Alta Gracia, Córdoba, fue la ciudad que lo acogió durante su niñez, adolescencia y primera juventud, es decir hasta los 17 años, pues el clima allí era favorable para su salud. Tuvo muchos amigos a pesar de ser un niño de la clase media.

Desde pequeño sintió una pasión muy grande por la naturaleza, por los  animales, las excursiones y las caminatas. Fue ateo desde que vino al mundo, rebelde, inteligente y travieso. Entre sus preferencias estaba jugar fútbol, ajedrez y el tiro con arco, además de leer y nadar.

Los ataques de asma se hicieron más seguidos entre los 4 y 6 años, situación que afectó su estabilidad en la escuela primaria, sin embargo su madre tenía la misión de impartirle las clases que perdía. Como niño también le gustaban las actividades de la  escuela, sobre todo las fiestas de disfraces en las que participó con creativos atuendos de indio, de griego, de gaucho, de Martin Fierro, de marqués y hasta de Luis XV.

Para la música era sordo, según sus amigos, pero en los bailes siempre sacaba a bailar a la más fea, pues decía que las feas no podían quedarse sin bailar y disfrutar en una fiesta.

De sus maldades como pibe también quedan sus memorias, según su hermana Celia un día agarraron un gato y le pusieron una sombrilla como un paracaídas y los lanzaron al espacio desde el techo de la casa. Como el animal sobrevivió a la prueba tomaron otro ejemplar, un cachorro de la perra de la casa y repitieron el experimento. Este también sobrevivió, ahora tocaba el turno a su hermanita Ana María que se salvó de un buen estrallón sino hubiese sido por el aviso de los vecinos.

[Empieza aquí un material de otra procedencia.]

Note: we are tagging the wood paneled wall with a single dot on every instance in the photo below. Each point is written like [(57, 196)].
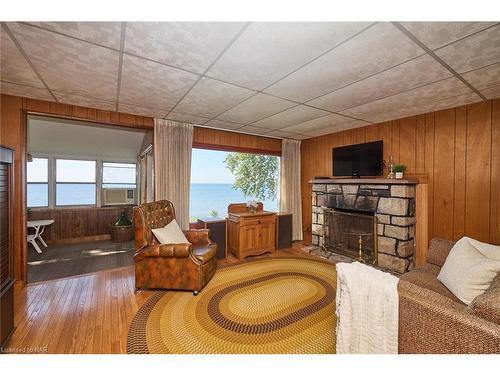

Ese era Ernesto Guevara, el niño que por casualidad nació en Rosario para ser luego de cualquer parte del planeta. Asi fue nuestro Ernestito como lo nombrara, un niño despierto, tierno, feliz, con inclinación a la vida campestre, un infante que  sobrevivió a sus limitaciones de salud para convertirse poco después en uno de los hombres más excelso del siglo XX. Por ello nuestros pioneros repiten una y otra vez que quieren ser siempre como el Che.